Indulgent holiday meals will feel far less stressful if you're able to maintain your workout schedule. But runners traveling to visit out of town friends and family may find themselves far, far away from a treadmill and faced with a chilly outdoor run. Luckily, exercising in the cold is both safe and fun, when executed properly. Here, a few tips on how to prepare yourself for cold weather runs.
- Dress as if the temperature is 20 degrees warmer than it is. If you overdress, you'll get hot soon into your workout; underdressing, and you'll freeze the entire time. Adjust appropriately for weather conditions like snow, and wear reflective gear if you're going to be out after dark.
- Warm up indoors. Muscles may feel extra tight in the cold, and getting your heart rate up while getting your muscles ready for a workout will help you stay warm and comfortable, and help prevent injury.
- Dress in layers. Your bottom layer should be made of a thin material that wicks sweat away from your body (cotton is not a good idea). Your outer layer should be made of a breathable material, like nylon. And if it's really cold, add an insulating middle layer.
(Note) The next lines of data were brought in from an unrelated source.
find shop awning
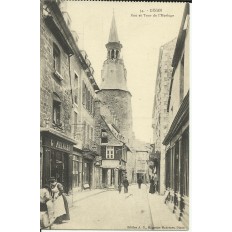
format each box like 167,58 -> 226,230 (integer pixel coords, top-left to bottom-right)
40,127 -> 77,144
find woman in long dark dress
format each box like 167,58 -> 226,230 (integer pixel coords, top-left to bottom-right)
51,179 -> 70,223
149,176 -> 155,194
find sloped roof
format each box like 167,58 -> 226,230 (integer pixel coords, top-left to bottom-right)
108,13 -> 119,42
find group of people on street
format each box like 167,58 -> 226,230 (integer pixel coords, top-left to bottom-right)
40,178 -> 70,229
149,174 -> 158,194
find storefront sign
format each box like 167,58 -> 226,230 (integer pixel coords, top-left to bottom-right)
95,156 -> 102,161
51,139 -> 71,151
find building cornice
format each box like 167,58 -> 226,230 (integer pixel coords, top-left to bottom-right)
97,89 -> 132,96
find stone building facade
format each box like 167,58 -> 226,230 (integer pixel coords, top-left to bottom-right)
40,1 -> 99,198
162,3 -> 190,228
97,15 -> 133,147
95,100 -> 129,189
151,39 -> 176,194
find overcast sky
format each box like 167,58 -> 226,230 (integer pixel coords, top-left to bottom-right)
67,1 -> 184,142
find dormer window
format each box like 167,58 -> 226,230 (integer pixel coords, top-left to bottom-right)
101,129 -> 108,143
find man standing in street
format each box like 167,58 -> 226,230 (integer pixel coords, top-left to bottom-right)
154,173 -> 158,193
138,177 -> 143,189
122,177 -> 129,193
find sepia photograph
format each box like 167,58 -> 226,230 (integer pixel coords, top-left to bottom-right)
38,0 -> 191,231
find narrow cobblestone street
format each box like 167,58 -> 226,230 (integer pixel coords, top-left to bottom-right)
52,185 -> 184,230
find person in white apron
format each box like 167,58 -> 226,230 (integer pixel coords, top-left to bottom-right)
40,185 -> 54,229
51,179 -> 70,223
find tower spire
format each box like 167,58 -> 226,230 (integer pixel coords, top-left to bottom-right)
108,9 -> 119,43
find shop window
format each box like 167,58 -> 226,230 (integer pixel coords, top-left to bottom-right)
53,100 -> 61,126
53,43 -> 60,73
101,129 -> 108,143
91,127 -> 94,141
180,55 -> 184,104
74,73 -> 79,104
73,155 -> 80,188
106,146 -> 114,159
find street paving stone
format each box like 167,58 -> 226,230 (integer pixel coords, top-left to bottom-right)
52,185 -> 184,230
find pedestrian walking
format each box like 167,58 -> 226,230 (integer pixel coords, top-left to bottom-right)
154,174 -> 158,193
50,178 -> 70,224
40,185 -> 52,229
122,177 -> 129,193
137,177 -> 143,189
149,176 -> 155,194
118,182 -> 122,193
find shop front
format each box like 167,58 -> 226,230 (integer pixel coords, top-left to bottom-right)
82,152 -> 95,189
40,130 -> 75,193
72,146 -> 82,192
163,92 -> 189,226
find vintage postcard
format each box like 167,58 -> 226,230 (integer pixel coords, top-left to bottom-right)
40,0 -> 191,230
- Don't forget your feet. Many running shoes aren't made to be completely waterproof; take one misstep through some winter sludge and your feet will be cold and wet for the rest of your run. Heavy or layered socks help keep your feet warm, but make sure your shoes allow for the extra room they'll take up.
- Watch your step. Earlier sunsets equal darker runs, and slippery ice can be hard to see. Keep an eye where you're putting your feet to prevent slips and falls. Investing in a headlamp is not a bad idea.
- Pay attention to the weather. Windy or wet conditions require more insulation. And if the windchill is 20 degrees below zero or more, skip the outdoor workout . . . it is too cold.